Lettre à toi, mon petit, qui t’en vas...

Une mère écrit à son fils qui, comme grand nombre de jeunes Libanais, s’en va faire ses armes à l’étranger en cette période de l’année.


Photo Tania Traboulsi

Ce n’était pas plus tard qu’hier, si j’en crois ma mémoire. Je te revois, quelque part entre révolte et déprime. Hirsute, prolongé par la manette de ta PlayStation, ton corps poussant à toutes ses extrémités, de tous ses pores, empêtré dans ton tee-shirt qui disait Joy Division, dopé à la Roaccutane. Tes hormones tellement en pagaille, en bataille, qu’il me fallait te manier avec des pincettes comme une matière inflammable alors que tu me postillonnais à la figure des injures dont ton encombrant appareil dentaire avalait, heureusement, la moitié. La plus infime de mes demandes, « lâche ton téléphone portable pendant le dîner », « tu as révisé ? », « range ta chambre », « n’oublie pas tes lentilles de vue », « diminue le Coca », « pas de télévision », « ne tarde pas à rentrer », te suffisait à me déclarer une guerre des tranchées. L’immeuble tremble encore au son des portes que ton irascibilité arrachait à leurs embrasures. « Je vous déteste ! » tu braillais de toutes tes cordes vocales qui cherchaient encore leur timbre définitif. « J’en ai ras-le-bol ! Vous êtes les pires parents de cette planète. J’ai hâte qu’arrive le jour où je quitterai cette maison pour ne plus jamais vous revoir. » Mon chéri, je t’écris aujourd’hui, parce que ce jour est arrivé.


Mon fils, ma bataille

En décembre dernier, quand le collège jésuite où tu disais être « incarcéré » me sommait d’abandonner : « Madame, pas besoin de vous fatiguer, au vu de ses résultats, il ne passera pas son bac. C’est une cause perdue », je l’avais pris comme un défi.
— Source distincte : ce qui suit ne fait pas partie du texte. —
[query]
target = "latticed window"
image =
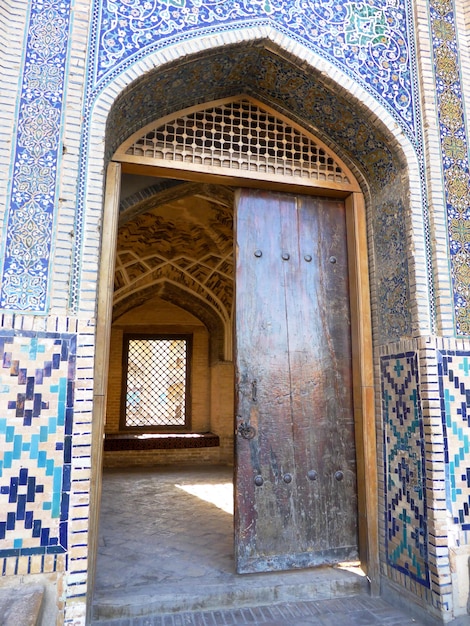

Mon fils, ma bataille. Ce soir-là, j’ai rêvé que je passais le bac à ta place, en me faisant passer pour toi, et que j’avais été attrapée en flagrant délit. Pour ce combat, avec toi, contre une pile de classeurs ornés de dessins gores et de livres jamais ouverts, il m’a donc fallu retrouver la fougue de mes dix-huit ans, farfouiller dans ma mémoire où rouillaient quelques vieilles connaissances de première de classe. Il m’a fallu égrener les nuits blanches de révisions à tes côtés, comme si celles du week-end, passées à attendre tes retours de soirées, ne suffisaient pas. Écosser les chapelets, les neuvaines et les visites vers des monastères brumeux du Nord. Et nous l’avons eu, ce bordel de bac ! Mais, avant d’en arriver là, depuis ton enfance, si je n’arrêtais pas de pointer du doigt ce graffiti à la fin du ring qui disait : « Partir, mourir, revenir, c’est le jeu des hirondelles. » Si j’insistais à t’envoyer en colonie de vacances alors que tu t’agrippais à moi, tout entier, tout petit toi, triste à se tordre, trempé de larmes, que tu me fendais le cœur, c’était pour t’habituer à l’inévitable arrachement qu’il te faudrait vivre. Celui auquel tu arrives aujourd’hui.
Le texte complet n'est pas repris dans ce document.